The Sustainability Leadership Awards recognize excellence in leadership for the health of our community and planet. The annual awards honor leadership in the areas of education integration and the use of campus as a living lab. They include recognition as well as an honorarium. The campus as a living lab award is supported by the Craig B. Forster Legacy Fund, a fund established in honor of Forster, the Sustainability Office’s founding director and a beloved U professor.
The 2020 Sustainability Leadership Award recipients
Shane Macfarlan, assistant professor in anthropology
Shane Macfarlan exhibits an excitement and commitment to sustainability education, inspiring students and fellow faculty members. He encourages sustainability by creating course content that integrates ecological, economic and social concepts.
“Collaborating with students in the creation of a more just, sustainable, and equitable world through the scientific study of coupled human-environmental systems is the task I find most rewarding,” Macfarlan says.
Macfarlan is a sustainability curricular leader in the anthropology department, despite only being at the university for four years. He is responsible for co-creating a human ecology emphasis, developing a cultural anthropology emphasis and receiving two global learning grants. He shows a commitment to his students’ educational experiences and successes. During the Spring 2020 Semester alone, he has mentored nine students in the Undergraduate Research Opportunities Program.
Macfarlan’s Culture, Ecology, and Sustainability Field School was designed as a transdisciplinary community-engaged learning course in which students engaged with and learned from the small and diverse community of people from all over Mexico that were now making a life in Todos Santos, a Mexican town near the southern end of the Baja Peninsula. Through this course, students were able to apply ethnographic methods to answer research questions related to the growth of the population, social relationships within the community and sustainable development.
Sydney Boogard, Environmental & Sustainability Studies Program student
Sydney Boogard has demonstrated a dedication to both sustainability and using the campus as a living lab through two projects that she has taken on during her senior year.
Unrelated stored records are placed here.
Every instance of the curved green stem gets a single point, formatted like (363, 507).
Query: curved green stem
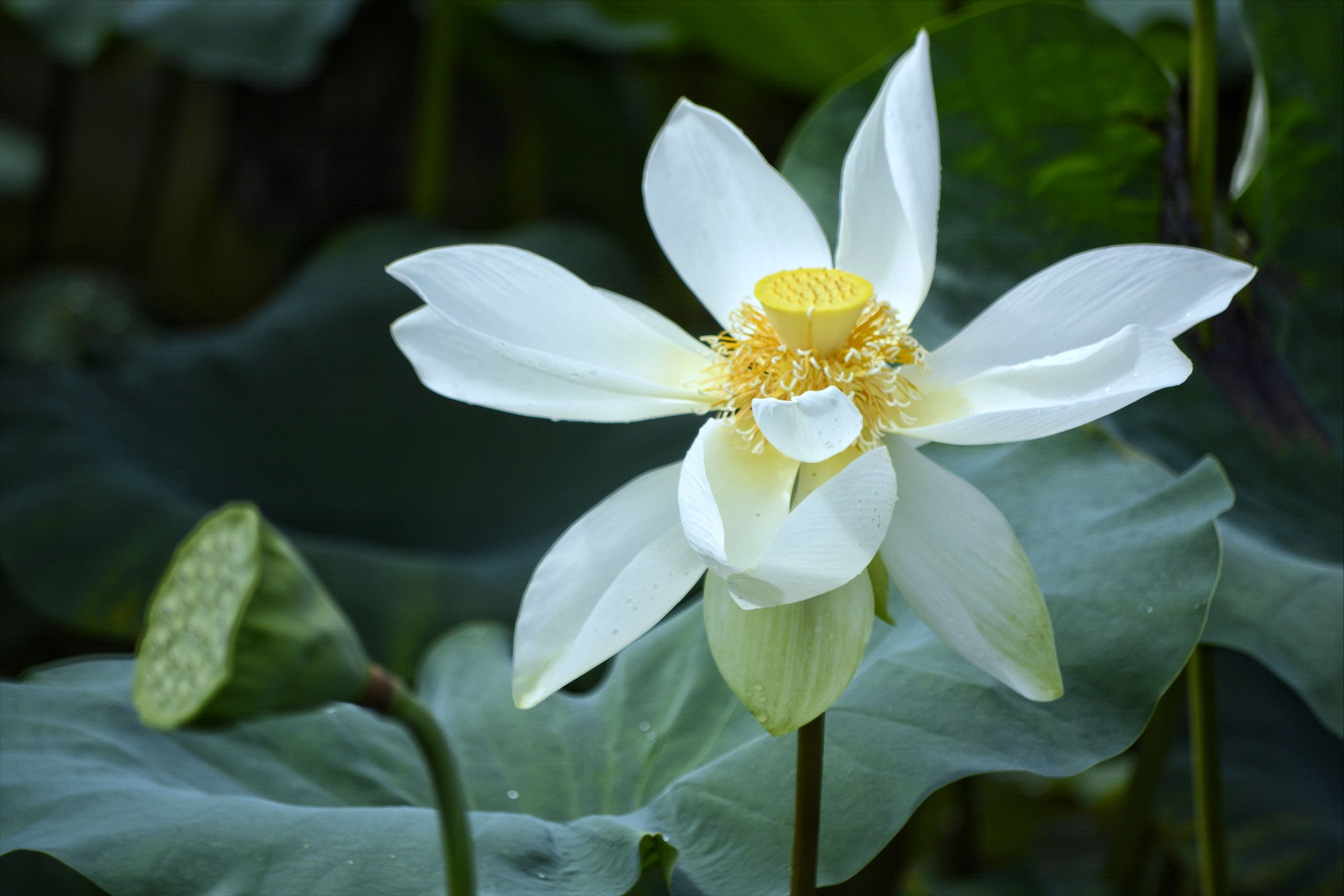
(452, 805)
(807, 808)
(429, 163)
(1133, 829)
(1203, 116)
(1205, 767)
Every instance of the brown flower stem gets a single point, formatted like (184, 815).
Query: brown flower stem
(807, 808)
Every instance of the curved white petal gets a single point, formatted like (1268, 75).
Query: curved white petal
(960, 567)
(1089, 297)
(525, 300)
(889, 190)
(812, 426)
(1047, 396)
(613, 574)
(476, 369)
(659, 324)
(734, 509)
(724, 217)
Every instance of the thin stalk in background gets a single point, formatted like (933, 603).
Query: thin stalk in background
(435, 109)
(1205, 769)
(1199, 669)
(1133, 832)
(807, 808)
(1203, 116)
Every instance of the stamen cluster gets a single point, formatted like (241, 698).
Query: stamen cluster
(753, 363)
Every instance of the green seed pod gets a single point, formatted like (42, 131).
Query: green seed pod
(240, 626)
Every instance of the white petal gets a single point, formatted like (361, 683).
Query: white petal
(812, 426)
(828, 539)
(659, 324)
(1089, 297)
(736, 513)
(733, 500)
(890, 182)
(1047, 396)
(960, 567)
(525, 300)
(613, 574)
(724, 217)
(476, 369)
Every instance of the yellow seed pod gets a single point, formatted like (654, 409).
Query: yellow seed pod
(814, 308)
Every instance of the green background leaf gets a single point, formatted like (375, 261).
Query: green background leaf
(1074, 163)
(564, 793)
(272, 45)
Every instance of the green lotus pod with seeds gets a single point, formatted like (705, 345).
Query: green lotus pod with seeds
(241, 626)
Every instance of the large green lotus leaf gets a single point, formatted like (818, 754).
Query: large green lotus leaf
(1051, 124)
(564, 794)
(269, 43)
(417, 512)
(1283, 591)
(796, 43)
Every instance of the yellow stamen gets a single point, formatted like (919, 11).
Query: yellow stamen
(753, 362)
(814, 308)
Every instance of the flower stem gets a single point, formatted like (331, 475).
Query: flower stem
(1133, 831)
(388, 695)
(1199, 668)
(1205, 767)
(807, 808)
(439, 50)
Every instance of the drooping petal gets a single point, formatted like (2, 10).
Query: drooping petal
(789, 664)
(812, 426)
(1089, 297)
(830, 538)
(476, 369)
(736, 513)
(1047, 396)
(960, 567)
(613, 574)
(724, 217)
(506, 308)
(889, 190)
(659, 324)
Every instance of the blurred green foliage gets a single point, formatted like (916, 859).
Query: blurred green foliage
(193, 310)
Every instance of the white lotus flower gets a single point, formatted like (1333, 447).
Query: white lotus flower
(820, 397)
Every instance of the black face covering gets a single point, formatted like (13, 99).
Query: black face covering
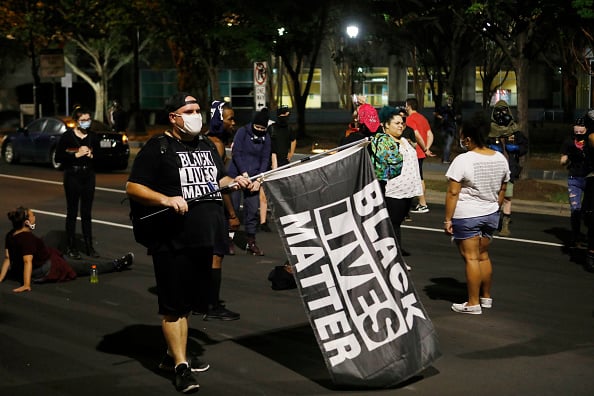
(258, 133)
(282, 121)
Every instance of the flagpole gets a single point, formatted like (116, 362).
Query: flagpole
(264, 174)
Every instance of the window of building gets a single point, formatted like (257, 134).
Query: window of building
(375, 86)
(427, 100)
(238, 84)
(314, 99)
(156, 86)
(506, 90)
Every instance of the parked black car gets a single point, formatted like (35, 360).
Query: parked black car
(37, 143)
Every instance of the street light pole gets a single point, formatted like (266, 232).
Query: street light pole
(352, 31)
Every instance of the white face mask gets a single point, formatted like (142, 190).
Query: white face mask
(462, 146)
(192, 123)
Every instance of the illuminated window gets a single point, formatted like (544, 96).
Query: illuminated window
(238, 84)
(375, 86)
(505, 88)
(314, 100)
(410, 88)
(156, 86)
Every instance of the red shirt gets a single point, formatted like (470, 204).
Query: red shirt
(418, 122)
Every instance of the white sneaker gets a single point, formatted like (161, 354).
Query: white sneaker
(420, 209)
(469, 309)
(486, 302)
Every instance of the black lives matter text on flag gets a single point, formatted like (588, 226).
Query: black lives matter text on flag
(369, 323)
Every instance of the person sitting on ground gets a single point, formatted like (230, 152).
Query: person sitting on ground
(28, 254)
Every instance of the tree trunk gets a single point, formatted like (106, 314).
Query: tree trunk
(521, 66)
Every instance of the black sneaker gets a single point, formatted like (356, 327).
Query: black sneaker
(221, 313)
(196, 365)
(123, 262)
(184, 380)
(265, 227)
(73, 253)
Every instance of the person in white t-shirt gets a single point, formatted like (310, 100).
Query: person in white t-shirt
(476, 188)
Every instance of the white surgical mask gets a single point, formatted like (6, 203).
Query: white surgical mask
(462, 146)
(192, 123)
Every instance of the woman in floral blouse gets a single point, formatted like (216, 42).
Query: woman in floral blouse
(396, 167)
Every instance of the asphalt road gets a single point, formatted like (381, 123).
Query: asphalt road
(78, 338)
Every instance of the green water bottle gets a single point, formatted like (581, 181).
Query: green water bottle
(94, 274)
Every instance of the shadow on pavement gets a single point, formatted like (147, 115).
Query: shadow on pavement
(145, 344)
(448, 289)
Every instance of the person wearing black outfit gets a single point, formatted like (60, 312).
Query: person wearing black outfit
(180, 172)
(75, 153)
(447, 121)
(573, 157)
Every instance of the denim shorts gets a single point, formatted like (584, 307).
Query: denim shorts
(483, 226)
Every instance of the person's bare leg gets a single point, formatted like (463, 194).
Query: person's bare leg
(469, 249)
(175, 331)
(486, 267)
(422, 200)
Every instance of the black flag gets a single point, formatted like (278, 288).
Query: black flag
(370, 325)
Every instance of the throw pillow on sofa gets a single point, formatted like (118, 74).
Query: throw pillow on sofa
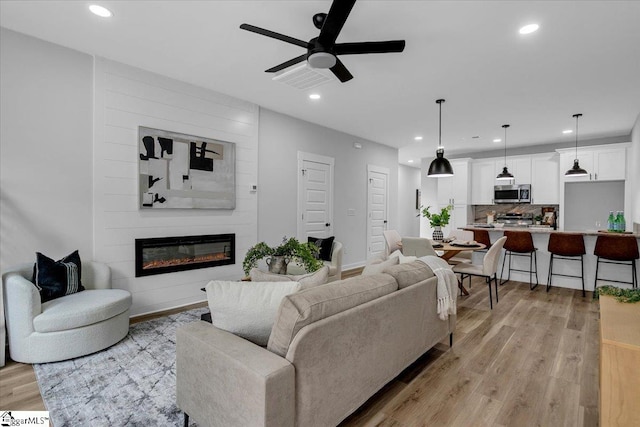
(403, 259)
(247, 309)
(307, 280)
(55, 279)
(378, 266)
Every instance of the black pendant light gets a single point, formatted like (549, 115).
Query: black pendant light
(576, 170)
(505, 172)
(440, 167)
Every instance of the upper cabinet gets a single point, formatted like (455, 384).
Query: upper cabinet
(483, 178)
(602, 163)
(545, 182)
(454, 190)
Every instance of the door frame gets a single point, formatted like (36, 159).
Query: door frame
(386, 171)
(317, 158)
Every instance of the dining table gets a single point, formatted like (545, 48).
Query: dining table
(451, 249)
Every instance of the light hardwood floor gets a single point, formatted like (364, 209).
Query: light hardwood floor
(531, 361)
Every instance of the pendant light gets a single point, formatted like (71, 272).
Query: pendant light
(505, 172)
(440, 166)
(576, 170)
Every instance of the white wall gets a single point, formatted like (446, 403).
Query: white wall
(125, 98)
(281, 137)
(45, 150)
(408, 183)
(634, 173)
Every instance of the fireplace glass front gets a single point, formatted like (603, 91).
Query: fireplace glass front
(171, 254)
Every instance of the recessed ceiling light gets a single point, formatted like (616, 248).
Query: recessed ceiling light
(100, 11)
(528, 29)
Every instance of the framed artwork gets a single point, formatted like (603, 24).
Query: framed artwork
(179, 171)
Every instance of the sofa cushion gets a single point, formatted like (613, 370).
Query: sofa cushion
(247, 309)
(409, 273)
(377, 266)
(307, 280)
(81, 309)
(311, 305)
(55, 279)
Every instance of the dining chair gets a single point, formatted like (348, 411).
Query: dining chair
(488, 269)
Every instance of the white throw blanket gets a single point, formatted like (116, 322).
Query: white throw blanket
(447, 284)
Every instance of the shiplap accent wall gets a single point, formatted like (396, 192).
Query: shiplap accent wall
(125, 98)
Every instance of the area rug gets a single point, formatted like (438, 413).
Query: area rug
(132, 383)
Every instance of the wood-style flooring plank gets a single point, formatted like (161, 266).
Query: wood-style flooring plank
(532, 360)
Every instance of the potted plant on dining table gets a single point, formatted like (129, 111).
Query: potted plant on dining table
(437, 220)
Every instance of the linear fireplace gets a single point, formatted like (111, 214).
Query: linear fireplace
(170, 254)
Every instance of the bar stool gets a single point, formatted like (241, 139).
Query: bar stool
(482, 236)
(617, 250)
(566, 247)
(520, 243)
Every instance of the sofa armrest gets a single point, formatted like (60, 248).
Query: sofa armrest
(225, 380)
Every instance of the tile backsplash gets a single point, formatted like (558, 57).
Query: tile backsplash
(480, 212)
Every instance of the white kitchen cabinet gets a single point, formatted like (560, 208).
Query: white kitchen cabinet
(545, 179)
(483, 176)
(519, 167)
(602, 163)
(454, 190)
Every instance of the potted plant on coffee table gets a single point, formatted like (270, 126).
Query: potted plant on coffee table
(278, 257)
(437, 220)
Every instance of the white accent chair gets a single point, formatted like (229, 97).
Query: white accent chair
(487, 270)
(67, 327)
(335, 265)
(393, 241)
(465, 236)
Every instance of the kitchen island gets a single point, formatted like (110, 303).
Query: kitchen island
(541, 239)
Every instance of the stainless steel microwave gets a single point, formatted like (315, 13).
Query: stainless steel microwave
(512, 193)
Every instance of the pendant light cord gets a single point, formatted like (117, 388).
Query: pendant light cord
(505, 144)
(439, 102)
(577, 116)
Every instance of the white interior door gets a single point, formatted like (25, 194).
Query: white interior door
(377, 209)
(315, 196)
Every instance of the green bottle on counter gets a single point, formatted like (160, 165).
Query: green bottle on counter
(611, 222)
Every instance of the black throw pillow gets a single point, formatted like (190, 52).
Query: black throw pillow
(55, 279)
(325, 245)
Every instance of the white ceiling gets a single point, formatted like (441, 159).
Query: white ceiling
(584, 59)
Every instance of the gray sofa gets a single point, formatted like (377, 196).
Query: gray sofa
(331, 348)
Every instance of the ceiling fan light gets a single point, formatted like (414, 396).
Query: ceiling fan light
(505, 174)
(321, 60)
(440, 166)
(576, 170)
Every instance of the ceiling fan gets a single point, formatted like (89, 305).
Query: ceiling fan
(322, 51)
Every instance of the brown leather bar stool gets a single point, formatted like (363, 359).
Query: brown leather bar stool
(568, 247)
(482, 236)
(520, 243)
(617, 250)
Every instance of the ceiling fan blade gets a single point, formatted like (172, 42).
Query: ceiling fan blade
(287, 64)
(334, 21)
(341, 72)
(275, 35)
(369, 47)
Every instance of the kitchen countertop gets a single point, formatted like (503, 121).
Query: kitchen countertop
(548, 230)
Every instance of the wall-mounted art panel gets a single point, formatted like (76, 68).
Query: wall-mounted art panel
(185, 171)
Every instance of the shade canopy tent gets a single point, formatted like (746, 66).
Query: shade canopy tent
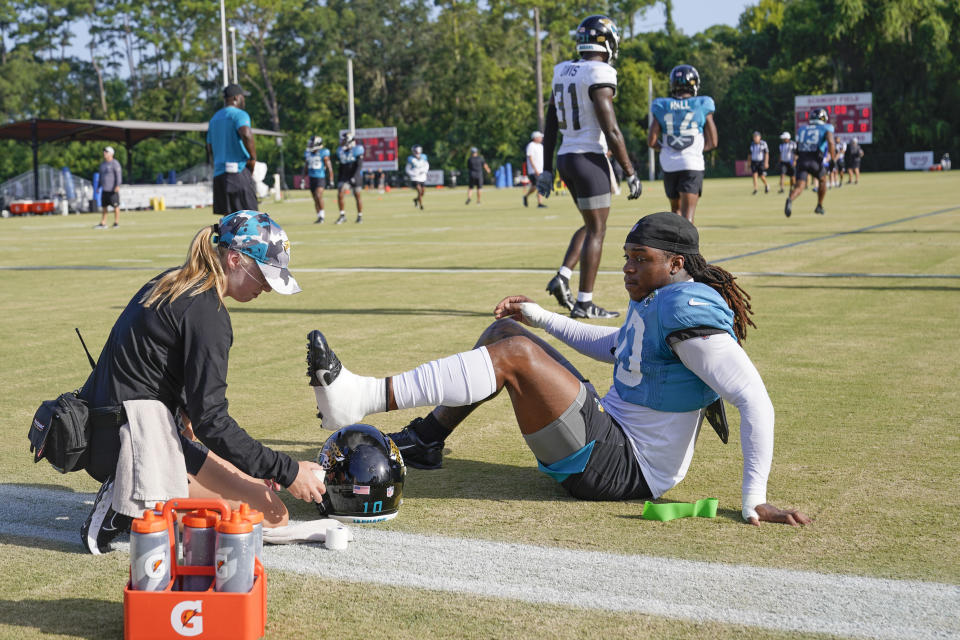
(127, 132)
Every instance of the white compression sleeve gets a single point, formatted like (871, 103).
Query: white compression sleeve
(350, 398)
(454, 381)
(594, 341)
(723, 364)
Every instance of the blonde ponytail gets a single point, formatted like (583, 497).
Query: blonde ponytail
(203, 270)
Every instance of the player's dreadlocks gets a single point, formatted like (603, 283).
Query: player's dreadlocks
(725, 284)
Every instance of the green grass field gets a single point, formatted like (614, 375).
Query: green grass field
(862, 372)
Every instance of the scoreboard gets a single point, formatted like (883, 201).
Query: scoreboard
(379, 148)
(851, 114)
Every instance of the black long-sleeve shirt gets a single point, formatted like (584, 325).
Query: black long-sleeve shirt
(177, 353)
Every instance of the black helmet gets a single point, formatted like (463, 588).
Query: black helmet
(599, 33)
(819, 115)
(364, 474)
(684, 79)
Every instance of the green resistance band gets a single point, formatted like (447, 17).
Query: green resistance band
(706, 508)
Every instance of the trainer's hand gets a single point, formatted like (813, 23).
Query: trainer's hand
(523, 310)
(308, 486)
(769, 513)
(509, 307)
(545, 183)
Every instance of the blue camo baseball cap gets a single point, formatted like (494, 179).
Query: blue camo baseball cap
(256, 235)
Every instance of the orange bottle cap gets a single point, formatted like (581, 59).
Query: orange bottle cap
(251, 514)
(149, 523)
(201, 519)
(236, 524)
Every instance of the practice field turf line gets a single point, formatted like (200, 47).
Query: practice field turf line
(835, 235)
(755, 274)
(777, 599)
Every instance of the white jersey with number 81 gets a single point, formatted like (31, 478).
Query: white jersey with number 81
(572, 82)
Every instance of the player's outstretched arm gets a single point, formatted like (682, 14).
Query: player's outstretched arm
(653, 136)
(711, 139)
(768, 513)
(246, 135)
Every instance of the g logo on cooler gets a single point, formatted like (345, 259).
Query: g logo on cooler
(185, 618)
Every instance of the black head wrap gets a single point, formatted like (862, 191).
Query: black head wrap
(667, 231)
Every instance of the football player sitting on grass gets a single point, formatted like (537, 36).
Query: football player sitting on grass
(675, 356)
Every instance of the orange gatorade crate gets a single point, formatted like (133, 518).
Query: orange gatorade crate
(20, 207)
(174, 614)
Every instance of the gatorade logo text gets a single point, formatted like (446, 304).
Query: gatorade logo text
(185, 618)
(154, 565)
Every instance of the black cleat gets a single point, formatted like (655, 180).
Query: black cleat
(591, 311)
(417, 453)
(559, 288)
(323, 365)
(103, 524)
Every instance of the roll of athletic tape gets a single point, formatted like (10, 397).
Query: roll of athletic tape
(337, 538)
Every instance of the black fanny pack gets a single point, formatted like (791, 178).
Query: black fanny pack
(60, 432)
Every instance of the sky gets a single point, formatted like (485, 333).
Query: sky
(690, 16)
(694, 16)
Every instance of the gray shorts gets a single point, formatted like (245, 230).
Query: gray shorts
(612, 471)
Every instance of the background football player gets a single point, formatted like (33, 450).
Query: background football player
(581, 108)
(316, 166)
(534, 154)
(416, 170)
(759, 157)
(350, 157)
(788, 158)
(813, 141)
(682, 130)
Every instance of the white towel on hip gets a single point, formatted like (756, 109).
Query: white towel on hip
(151, 467)
(309, 531)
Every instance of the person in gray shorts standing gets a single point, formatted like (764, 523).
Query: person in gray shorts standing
(111, 177)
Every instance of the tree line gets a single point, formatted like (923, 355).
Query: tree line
(451, 74)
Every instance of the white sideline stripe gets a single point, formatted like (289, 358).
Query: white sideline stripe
(754, 274)
(780, 599)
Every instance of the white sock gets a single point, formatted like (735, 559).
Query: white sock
(350, 398)
(455, 381)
Boogard earned a Sustainable Campus Initiatives Fund grant to provide air filtration masks to the campus community at a reduced cost and educate about the importance of using air masks during poor air quality days. Boogard purchased 575 masks using grant money, and she worked with the manufacturer to sell a large number of masks at wholesale price. She sold all of the masks in just a few days to students, faculty and staff. Proceeds from the initial sale of masks were re-invested in the purchase of an additional 226 masks, all of which were sold.
Boogard’s second project was aimed at encouraging graduating seniors within the College of Social & Behavioral Science (CSBS) to sign a sustainability pledge, committing signatories to take social and environmental impacts of their individual and collective decisions into account in the workplace. Environmental & Sustainability Studies capstone students, led by Boogard, drafted a sustainability pledge, based on successful templates used at other institutions. The students received SCIF grant funding to provide graduating seniors who take the pledge with green cords to wear at CSBS commencement ceremonies. This project will support a culture of sustainability at the university and inspire individuals to make lasting behavioral changes at multiple scales.
The work done by this year’s award winners demonstrates the importance of sustainability collaboration, creative thinking, and expertise from across campus and the community. Join us in congratulating these awardees on their excellent work and look for a future call for nominations for these awards in early 2021.